At the Agassiz Dojo we practice the approved All Japan Kendo Federation seitei iaido katas, as well as the older koryu Musoshindenryu. There are 12 seitei kata, and close to 50 of the MSR kata. There are 12 Jodo kata, and additionally 10 kenjutsu kata. It's a lot! 

Students wear traditional "hakama" uniforms, and practice with either a wooden sword called a bokuto, or with a dull-bladed katana called an iaito. 

Instructor Bradley Anderson currently holds the rank of 4dan iaido and 3dan in jodo and practices with an authentic (sharp) Japanese-made katana.

Check out the Agassiz Dojo website for more info.

Aiko Hatano will demonstrate the traditional Japanese flower art of hana chozu. This is a simple form of floating arrangement that is common at Japanese shrines and temples. It uses fresh, colorful flowers to inspire happiness, joy and healing.

Hatano is the Japan Outreach Initiative (JOI) Coordinator based at Mayville State University. The Japan Outreach Initiative program is funded by the Japan Foundation, which was created to build stronger links between people, communities, academic institutions and organizations in the United States and Japan.
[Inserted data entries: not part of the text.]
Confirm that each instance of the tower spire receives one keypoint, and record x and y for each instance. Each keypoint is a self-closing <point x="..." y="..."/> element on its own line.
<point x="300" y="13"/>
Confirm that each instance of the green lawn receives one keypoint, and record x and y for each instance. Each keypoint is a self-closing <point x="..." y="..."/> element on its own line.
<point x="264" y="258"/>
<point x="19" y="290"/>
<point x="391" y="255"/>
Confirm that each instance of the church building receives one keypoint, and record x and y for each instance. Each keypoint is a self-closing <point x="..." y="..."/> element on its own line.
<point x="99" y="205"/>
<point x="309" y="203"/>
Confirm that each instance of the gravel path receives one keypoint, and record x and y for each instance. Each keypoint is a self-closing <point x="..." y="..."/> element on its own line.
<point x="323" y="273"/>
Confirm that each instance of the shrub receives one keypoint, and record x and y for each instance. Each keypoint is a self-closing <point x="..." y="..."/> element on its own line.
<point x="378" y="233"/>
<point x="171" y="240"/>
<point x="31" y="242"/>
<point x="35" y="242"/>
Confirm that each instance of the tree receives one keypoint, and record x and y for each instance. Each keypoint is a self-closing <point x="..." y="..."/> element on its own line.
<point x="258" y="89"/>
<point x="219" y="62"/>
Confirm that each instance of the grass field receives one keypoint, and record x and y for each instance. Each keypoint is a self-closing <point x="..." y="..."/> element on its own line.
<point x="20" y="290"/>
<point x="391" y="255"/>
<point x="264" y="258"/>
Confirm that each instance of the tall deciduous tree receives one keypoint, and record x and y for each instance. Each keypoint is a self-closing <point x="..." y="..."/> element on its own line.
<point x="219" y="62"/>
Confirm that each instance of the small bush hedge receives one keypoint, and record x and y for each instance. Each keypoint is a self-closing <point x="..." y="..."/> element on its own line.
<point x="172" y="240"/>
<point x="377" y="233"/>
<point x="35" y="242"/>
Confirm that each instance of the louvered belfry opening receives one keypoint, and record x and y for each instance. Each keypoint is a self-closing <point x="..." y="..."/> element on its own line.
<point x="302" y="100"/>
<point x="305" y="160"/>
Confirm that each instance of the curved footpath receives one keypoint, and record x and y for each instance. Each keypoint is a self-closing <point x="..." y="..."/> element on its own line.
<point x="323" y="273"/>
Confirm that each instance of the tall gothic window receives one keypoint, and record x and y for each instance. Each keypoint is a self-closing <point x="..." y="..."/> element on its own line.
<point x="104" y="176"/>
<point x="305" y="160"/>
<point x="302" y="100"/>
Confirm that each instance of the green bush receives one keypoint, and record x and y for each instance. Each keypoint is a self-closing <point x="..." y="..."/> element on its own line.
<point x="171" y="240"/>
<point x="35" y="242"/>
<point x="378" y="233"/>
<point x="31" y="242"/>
Mayville State University is hosting her during her 2-year stay in the U.S. (summer 2021 - summer 2023). Her goal while she is here is to share Japanese language and culture, connecting people here with those in Japan. She hopes to build sustainable connections that will help continue the exchange programs between Japan and North Dakota into the future. She welcomes the opportunity to join events and visit your community. Feel free to reach out to her via email or Instagram.

Soran bushi dancing will be led by the University of North Dakota Japanese Cultural Association (JCA). Soran bushi is a traditional Japanese sea shanty originating with fishermen in Hokkaido. The rhythmic tune and choreographed movements made the tune popular as part of parades and festivals across the country. The audience will recognize ocean waves, fisherman pulling rope and dragging in nets accompanied by a toe-tapping melody.

Audience members, young and old, can join Aiko Hatano on stage and play with traditional wooden toys including kendama ('sword' ball), koma (top) and daruma otoshi (wooden puzzle in five pieces). These toys remain popular with Japanese children and are fun for all ages. Prizes will be available for the winner of these games!

Superjuice, a DJ with Radio Free Fargo (KRFF 95.9 LPFM), will be providing the musical vibes and performance soundtracks at Fargo Meets Japan. 

Sushi Burrito will be on-stie selling traditional Japanese food and beverage (mugicha).